Some people sleep walk. Some people sleep talk.
I talk and see things that are not there.
Mostly spiders. Lots and lots of black spiders of all sizes.
Sleeping peacefully one second, the next I open my eyes and see a huge black spider hanging from the bedroom ceiling, floating quickly down its invisible thread, straight to my face.
I scream and try to jump out of bed just as I feel its legs touching my skin. I blink and the spider is gone. What just happened? I think to myself as I try to calm my racing heart. I swipe my hand through the air to make sure nothing is there. I look around the room, and everything is still.
I slowly close my eyes and try to go back to sleep.
Another night of sleep. Another hallucination, but, this time, instead of one spider, there are hundreds of different sizes. All I can think is it’s the same spider from before, a mother, and this time she brought all her spider babies.
At my next doctor’s appointment, I mentioned these sleep hallucinations. I wanted to know if they could be a side effect of any of my medications. Of course, the doctor gave me a vague response that it could be a side effect of one medication or a combination of them. Well, that’s just great.
Have you ever watched any crime shows where something happens in the middle of the night and a person swears he or she didn’t hear anything? Well, that person would be me. I am a really deep sleeper. Thunderstorms, fireworks, any loud noises I may or may not hear. There have been several mornings when I have woken up to find there had been a huge thunderstorm and I didn’t hear anything. I just kept sleeping right on through it. “How could you sleep through that storm last night?” my husband or sisters or parents would ask me. But I would have no memory of any of it.
Chris, on the other hand, is a super light sleeper. Any noise wakes him up. After we got married, one night while we were sleeping, I rolled over and looked at the bedroom doorway. Staring back at me were two people. I whispered, “There are people in the house.” “What?” Chris asked me sleepily. I repeated, “There are people in the house.” “Now?” he asked quizzically. “Yes. They’re standing in the doorway,” I whispered matter-of-factly.
This sweet husband of mine didn’t tell me I was crazy and to go back to sleep. He didn’t tell me he didn’t hear or see anything. He didn’t even ask me how I can see people when I’m blind as a bat without my glasses on. He simply got up and went to walk through the house and, as he says, “clear it.”
Him getting out of bed and walking throughout the house riled up the dogs. I woke up then and wondered what was going on. When he got back to the bedroom, I asked him, “What are you doing?”
“I’m checking the house,” he said.
“For what? Why?” I asked.
“You said there were people in the house,” he replied.
“I said wh…oh, I thought I was dreaming,” I said as the realization hits me and I remembered something about people.
“You looked awake to me.

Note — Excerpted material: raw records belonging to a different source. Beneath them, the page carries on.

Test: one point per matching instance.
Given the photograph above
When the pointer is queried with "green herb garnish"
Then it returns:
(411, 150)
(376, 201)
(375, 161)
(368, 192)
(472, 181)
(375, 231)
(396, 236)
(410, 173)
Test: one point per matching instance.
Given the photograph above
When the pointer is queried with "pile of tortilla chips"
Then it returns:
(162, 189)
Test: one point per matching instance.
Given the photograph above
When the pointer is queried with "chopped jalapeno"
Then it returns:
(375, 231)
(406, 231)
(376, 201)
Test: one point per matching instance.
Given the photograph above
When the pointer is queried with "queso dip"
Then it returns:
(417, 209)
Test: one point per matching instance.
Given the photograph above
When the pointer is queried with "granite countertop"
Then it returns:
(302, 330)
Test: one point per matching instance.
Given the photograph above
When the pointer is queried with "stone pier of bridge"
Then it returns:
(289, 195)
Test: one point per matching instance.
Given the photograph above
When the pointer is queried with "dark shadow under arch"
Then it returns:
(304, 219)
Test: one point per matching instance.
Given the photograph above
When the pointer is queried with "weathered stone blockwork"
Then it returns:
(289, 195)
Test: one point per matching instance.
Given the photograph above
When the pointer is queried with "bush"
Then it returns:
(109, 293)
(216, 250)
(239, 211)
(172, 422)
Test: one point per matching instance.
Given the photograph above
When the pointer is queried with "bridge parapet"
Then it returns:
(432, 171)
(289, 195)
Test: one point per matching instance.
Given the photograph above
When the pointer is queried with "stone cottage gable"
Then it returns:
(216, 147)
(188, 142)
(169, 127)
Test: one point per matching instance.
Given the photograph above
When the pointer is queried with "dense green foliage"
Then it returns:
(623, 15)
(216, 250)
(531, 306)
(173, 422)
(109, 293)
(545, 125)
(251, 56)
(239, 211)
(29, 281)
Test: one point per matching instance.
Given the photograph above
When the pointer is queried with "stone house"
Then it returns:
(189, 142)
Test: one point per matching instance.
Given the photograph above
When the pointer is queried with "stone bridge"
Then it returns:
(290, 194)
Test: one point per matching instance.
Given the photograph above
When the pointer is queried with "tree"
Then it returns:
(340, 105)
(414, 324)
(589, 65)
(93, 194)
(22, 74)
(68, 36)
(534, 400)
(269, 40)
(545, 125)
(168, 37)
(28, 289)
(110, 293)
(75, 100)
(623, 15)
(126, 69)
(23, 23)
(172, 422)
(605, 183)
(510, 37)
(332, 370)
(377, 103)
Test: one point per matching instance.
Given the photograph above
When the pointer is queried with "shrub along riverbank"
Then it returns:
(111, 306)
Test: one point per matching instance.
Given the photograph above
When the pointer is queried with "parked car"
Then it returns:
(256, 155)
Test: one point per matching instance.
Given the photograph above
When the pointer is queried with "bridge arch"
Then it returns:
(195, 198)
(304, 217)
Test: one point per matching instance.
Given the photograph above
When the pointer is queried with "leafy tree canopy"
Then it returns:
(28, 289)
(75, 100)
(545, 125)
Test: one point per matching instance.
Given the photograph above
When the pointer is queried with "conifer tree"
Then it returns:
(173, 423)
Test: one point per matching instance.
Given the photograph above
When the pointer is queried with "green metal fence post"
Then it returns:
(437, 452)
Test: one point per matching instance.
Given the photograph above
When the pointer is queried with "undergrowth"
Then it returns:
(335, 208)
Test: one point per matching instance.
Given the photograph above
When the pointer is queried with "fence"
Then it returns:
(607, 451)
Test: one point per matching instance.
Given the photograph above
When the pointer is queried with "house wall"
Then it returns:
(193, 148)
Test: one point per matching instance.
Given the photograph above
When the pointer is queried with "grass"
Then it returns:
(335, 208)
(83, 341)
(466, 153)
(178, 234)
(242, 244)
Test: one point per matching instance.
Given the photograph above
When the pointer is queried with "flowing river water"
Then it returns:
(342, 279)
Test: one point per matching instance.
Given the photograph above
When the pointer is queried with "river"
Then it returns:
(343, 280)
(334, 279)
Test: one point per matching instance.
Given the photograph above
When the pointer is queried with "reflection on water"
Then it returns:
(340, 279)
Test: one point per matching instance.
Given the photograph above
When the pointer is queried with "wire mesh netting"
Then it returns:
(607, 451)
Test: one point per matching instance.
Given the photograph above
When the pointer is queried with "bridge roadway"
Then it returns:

You said there were people standing in the doorway,” he said.
“I am so sorry. It’s like the spiders again. I don’t know what is going on with me,” I said as he got back into bed.
At the next doctor’s appointment, I asked again if these types of sleep hallucinations were a side effect of any of my medications and got the same vague response. After a check of my pacemaker, though, the doctor saw where my heart rate was super low at night. After making some adjustments to ensure the pacemaker wouldn’t let my heart rate get that low again, he circled back to my question. He said it could have been a combination of medication, the low heart rate, and lack of oxygen that was causing the sleep hallucinations.
There’s certainly no way to know for sure. After all these years, I haven’t had another sleep hallucination about people. I do still have the spider hallucinations every now and then, though. I must be used to them now, because they don’t freak me out as badly as they used to. I’m able to just keep blinking my eyes until they disappear, because I either fully wake up or fall back into a deeper sleep.